Un jour, alors qu’on allait déjeuner avec sa femme, son fils, la mère de mes enfants et mes deux enfants, on tombe sur une chaise d’enfant abandonnée, le long d’un passage piéton. On la ramasse, et après le déjeuner, il nous propose de faire un workshop ensemble. Nous avons construit, à quatorze mains, une maison, une sorte d’architecture joyeuse, dans l’euphorie du moment. C’est cette œuvre que je voulais partager avec vous, ici. Il s’agit d’Un village sans frontières.
Chen Zhen,
Chen Zhen, sans titre (Un village sans frontières), 2000, collection privée
Chen Zhen, sans titre (Un village sans frontières), 2000, collection privée



Vous évoquez cette œuvre comme une métaphore très forte. Elle semble être le socle d’une histoire à raconter…
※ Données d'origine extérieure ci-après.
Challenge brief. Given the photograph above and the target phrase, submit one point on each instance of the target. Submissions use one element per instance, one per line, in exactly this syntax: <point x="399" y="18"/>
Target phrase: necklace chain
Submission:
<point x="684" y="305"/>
Pour moi, elle est l’image de nos vies : très éphémères, comme une bougie qui se consume. La bougie peut être solide, mais aussi d’une fragilité extrême. Elle est comme nous : on peut tenir debout, et pourtant fondre à tout moment, selon un changement d’ambiance, un imprévu. C’était une histoire incroyablement belle — comme un temple dédié à une amitié, et à une philosophie partagée.
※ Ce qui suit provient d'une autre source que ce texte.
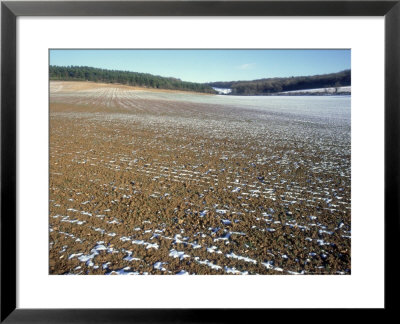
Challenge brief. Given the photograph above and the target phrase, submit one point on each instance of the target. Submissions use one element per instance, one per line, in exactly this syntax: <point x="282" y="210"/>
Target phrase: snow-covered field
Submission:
<point x="158" y="182"/>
Vous avez finalement vécu la même situation de Chen Zhen. Un jour, vous avez quitté l’Occident pour découvrir la Chine…
Après sa mort, j’ai compris que ce que nous avions construit ensemble me revenait comme un boomerang. Des années plus tard, je suis invité en Chine. Je quitte le Palais de Tokyo pour développer la première fondation privée sur place. Et là, tous mes repères s’effondrent, comme les siens s’étaient effondrés à son arrivée en France. C’était à mon tour de me réinventer.
Que retenez-vous de cette amitié avec Chen Zhen ?
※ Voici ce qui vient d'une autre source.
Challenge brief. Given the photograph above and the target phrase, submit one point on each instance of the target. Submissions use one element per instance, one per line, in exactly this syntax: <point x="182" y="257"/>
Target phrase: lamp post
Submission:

C’est rare d’avoir ce type d’amitié : c’était un ami qui vous transforme — et dans le bon sens du terme. Pour moi, la véritable amitié, ce n’est pas seulement la fidélité, c’est un dialogue où chacun se nourrit. Autant que je pouvais, je l’ai présenté à tous mes homologues, curateurs, critiques, journalistes… Il a pris son envol ainsi. C’était magnifique. On a collaboré, dialogué, traversé ensemble tous les chapitres de sa création. Vivre toute l’aventure d’une œuvre, de sa naissance à sa dernière pièce, c’était absolument passionnant. On aurait aimé que ça dure plus, c’est sûr.
Quelle leçon gardez-vous de cet artiste ?
Je pense qu’il m’a apporté une quiétude que je n’avais pas. Moi qui partais un peu dans tous les sens, je parlais très vite, je courais très vite… Il m’a appris à regarder à l’intérieur et ne pas regarder qu’à l’extérieur et surtout de voir l’autre comme quelque chose de positif, quelle que soit la relation qu’on peut rencontrer ici ou là ; ne pas s’affoler lorsqu’un personne s’énerve ou ne comprend pas, prendre le temps de la comprendre.
Je pense qu’il m’a aussi appris l’extrême modestie. L’extrême modestie que rien n’est jamais gagné, que chaque jour est une épreuve différente qu’il faut prendre avec aisance et ne jamais regarder derrière. On vit maintenant, il faut vivre dans l’extrême actualité, dans l’ultra présent. Il m’a appris à être dans la force d’énergie de l’instant.
Tout le travail de Chen Zhen, c’était de réinventer le dialogue.